Ja selbst den Satz:Je mehr Soldaten ausgebildet werden für den Krieg, desto besser", hat einst der Beobachter für richtig gehalten, indem er nach derFreis. Ztg." folgendes schrieb (6. Febr. 1887):

Zudem handelt es sich bei allen Festsetzungen des Reichstags nicht um die Kriegsstärke, sondern einzig und allein um die Friedenspräsenzstärke. Im Falle eines Kriegsausbruchs oder unmittel­barer Kriegsgefahr hat der Kaiser verfassungsmä­ßig das Recht, selbständig über die Kriegsstärke zu bestimmen. Auch giebt es keine Partei im Reichstage, welche nicht von dem Wunsche erfüllt wäre, daß Deutschland im Krtege so stark wie möglich sei. Je mehr Soldaten ausgebil­det werden für den Krieg, desto besser."
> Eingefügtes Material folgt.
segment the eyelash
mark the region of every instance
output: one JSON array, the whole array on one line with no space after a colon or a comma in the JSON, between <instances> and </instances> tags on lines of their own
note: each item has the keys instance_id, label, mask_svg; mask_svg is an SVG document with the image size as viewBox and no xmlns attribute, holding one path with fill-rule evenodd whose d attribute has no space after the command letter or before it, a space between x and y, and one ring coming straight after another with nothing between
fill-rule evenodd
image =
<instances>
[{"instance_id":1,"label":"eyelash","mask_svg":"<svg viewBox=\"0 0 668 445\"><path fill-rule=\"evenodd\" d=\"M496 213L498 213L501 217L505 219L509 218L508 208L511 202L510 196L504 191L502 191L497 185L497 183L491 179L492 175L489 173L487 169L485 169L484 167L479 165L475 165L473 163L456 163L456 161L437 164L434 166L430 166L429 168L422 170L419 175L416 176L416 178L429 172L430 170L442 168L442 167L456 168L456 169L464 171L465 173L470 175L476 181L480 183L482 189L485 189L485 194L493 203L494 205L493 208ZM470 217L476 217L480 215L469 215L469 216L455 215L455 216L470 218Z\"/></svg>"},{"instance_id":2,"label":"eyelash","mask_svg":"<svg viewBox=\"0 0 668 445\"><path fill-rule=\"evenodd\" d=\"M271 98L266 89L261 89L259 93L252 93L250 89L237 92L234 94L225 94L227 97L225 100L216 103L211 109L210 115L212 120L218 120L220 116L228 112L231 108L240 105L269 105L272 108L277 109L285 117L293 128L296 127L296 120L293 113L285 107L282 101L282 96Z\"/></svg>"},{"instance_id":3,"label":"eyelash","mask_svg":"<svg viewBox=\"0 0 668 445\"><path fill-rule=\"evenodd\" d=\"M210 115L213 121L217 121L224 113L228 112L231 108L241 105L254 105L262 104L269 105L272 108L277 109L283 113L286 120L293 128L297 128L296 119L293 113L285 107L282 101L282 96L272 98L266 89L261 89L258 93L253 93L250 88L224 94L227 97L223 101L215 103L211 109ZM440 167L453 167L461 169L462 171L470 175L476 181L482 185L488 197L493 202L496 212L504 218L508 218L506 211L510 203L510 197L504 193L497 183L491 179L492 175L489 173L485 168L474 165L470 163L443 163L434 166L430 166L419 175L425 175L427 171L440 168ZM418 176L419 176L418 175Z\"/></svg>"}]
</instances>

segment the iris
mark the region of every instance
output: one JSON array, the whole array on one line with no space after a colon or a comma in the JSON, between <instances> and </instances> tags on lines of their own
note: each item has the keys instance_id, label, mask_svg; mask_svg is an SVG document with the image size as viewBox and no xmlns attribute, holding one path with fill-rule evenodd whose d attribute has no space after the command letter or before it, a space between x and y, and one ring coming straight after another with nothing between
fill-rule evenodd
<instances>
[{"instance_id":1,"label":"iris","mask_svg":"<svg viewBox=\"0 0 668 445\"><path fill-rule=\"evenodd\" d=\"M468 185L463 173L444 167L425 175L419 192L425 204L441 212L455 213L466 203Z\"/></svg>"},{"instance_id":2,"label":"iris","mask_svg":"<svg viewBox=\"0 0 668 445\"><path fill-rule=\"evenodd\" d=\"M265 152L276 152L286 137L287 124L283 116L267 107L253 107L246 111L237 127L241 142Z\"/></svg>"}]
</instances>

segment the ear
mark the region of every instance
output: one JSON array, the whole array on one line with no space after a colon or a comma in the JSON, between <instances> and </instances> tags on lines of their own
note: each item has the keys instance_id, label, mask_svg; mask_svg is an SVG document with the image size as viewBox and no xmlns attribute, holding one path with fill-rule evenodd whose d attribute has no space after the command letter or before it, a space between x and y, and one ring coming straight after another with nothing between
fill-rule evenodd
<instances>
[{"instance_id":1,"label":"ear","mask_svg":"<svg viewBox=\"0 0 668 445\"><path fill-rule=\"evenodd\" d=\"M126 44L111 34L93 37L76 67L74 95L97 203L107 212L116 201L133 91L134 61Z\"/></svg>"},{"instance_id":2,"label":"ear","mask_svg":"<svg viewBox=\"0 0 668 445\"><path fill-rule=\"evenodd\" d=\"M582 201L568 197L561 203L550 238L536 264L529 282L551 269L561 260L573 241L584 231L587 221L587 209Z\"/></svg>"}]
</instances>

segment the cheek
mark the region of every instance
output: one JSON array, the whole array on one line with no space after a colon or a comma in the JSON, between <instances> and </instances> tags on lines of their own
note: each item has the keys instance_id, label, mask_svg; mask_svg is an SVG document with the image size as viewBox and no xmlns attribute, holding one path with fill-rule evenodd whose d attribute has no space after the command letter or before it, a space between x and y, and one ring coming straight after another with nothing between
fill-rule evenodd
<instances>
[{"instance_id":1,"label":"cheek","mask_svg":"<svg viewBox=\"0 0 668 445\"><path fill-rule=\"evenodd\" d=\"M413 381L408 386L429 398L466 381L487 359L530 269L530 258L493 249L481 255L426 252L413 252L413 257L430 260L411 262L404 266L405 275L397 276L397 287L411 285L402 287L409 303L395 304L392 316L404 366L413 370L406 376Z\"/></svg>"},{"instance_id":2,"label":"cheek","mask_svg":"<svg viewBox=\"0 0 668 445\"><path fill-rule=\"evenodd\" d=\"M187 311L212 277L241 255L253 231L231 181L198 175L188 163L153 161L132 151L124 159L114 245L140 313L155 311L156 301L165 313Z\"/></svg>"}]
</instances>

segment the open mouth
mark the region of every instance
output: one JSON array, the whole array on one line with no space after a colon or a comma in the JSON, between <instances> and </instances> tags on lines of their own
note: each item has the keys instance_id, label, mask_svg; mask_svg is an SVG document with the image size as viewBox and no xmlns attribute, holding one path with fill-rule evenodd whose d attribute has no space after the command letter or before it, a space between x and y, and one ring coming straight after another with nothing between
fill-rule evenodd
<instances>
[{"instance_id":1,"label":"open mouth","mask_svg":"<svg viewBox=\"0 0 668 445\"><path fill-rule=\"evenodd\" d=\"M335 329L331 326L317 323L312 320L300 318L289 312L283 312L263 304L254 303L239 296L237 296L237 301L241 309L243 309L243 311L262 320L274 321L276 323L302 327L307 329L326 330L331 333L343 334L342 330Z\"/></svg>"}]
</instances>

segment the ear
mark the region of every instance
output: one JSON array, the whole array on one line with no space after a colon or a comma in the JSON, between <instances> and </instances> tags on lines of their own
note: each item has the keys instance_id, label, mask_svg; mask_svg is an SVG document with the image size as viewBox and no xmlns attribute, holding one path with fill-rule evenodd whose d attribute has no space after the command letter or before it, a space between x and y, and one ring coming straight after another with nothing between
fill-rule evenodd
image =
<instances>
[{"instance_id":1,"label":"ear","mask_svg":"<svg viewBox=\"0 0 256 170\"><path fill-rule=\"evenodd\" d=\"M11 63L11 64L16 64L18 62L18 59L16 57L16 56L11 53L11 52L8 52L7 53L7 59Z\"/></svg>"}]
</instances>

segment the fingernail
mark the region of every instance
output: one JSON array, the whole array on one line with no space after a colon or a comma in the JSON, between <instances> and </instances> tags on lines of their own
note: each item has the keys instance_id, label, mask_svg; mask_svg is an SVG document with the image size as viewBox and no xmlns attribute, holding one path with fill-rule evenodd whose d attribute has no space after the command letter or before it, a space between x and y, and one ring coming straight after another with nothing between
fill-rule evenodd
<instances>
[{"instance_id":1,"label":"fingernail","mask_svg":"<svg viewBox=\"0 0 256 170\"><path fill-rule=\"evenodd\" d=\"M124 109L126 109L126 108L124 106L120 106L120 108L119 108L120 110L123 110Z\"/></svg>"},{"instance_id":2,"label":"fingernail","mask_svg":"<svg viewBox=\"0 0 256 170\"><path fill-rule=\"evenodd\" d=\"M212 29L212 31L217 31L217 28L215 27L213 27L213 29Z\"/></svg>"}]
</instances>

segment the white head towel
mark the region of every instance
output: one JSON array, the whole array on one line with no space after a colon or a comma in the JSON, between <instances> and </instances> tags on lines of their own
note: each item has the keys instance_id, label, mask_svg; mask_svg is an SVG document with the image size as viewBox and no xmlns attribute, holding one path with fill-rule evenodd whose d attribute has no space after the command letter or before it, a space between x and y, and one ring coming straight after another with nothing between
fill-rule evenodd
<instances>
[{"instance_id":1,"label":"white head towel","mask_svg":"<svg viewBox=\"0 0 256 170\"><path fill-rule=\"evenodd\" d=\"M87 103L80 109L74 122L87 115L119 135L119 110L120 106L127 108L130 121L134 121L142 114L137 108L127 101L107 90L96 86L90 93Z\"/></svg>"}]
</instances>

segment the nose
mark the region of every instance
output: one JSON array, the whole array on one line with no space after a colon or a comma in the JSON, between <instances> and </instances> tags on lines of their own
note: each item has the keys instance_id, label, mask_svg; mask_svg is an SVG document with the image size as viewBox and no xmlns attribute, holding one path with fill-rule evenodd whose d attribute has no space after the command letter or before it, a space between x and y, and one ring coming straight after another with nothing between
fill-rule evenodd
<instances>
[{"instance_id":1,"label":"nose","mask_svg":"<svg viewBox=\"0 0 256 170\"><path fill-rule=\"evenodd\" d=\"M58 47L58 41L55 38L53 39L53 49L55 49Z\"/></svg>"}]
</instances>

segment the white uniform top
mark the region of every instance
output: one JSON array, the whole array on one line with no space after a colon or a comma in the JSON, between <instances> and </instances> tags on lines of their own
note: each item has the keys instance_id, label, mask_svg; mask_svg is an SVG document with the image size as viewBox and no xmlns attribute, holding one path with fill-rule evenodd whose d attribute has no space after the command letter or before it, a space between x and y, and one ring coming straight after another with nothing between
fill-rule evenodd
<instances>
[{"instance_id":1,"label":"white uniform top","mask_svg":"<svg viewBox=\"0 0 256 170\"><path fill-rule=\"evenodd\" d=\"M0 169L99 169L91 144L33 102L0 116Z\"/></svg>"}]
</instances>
Was hier die Demokratie verlangt, ist jetzt zu einem guten Teil zu erreichen im Wege der Ver­ständigung mit der Regierung. Jetzt aber wird die Forderung der ehrlichen Durchführung der allgemei­nen Wehrpflicht seitens des freisinnigen Flügels der Volkspartei wie seitens des schwäbischen Flügels, der sog.deutschen" Volkspartei, verleugnet; sie schlagen ihre eigenen Programm in den Wind, und verleugnen lieber ihre eigenen Grundsätze, als daß sie eine Verständigung mit der Regierung suchen würden. Schw. M.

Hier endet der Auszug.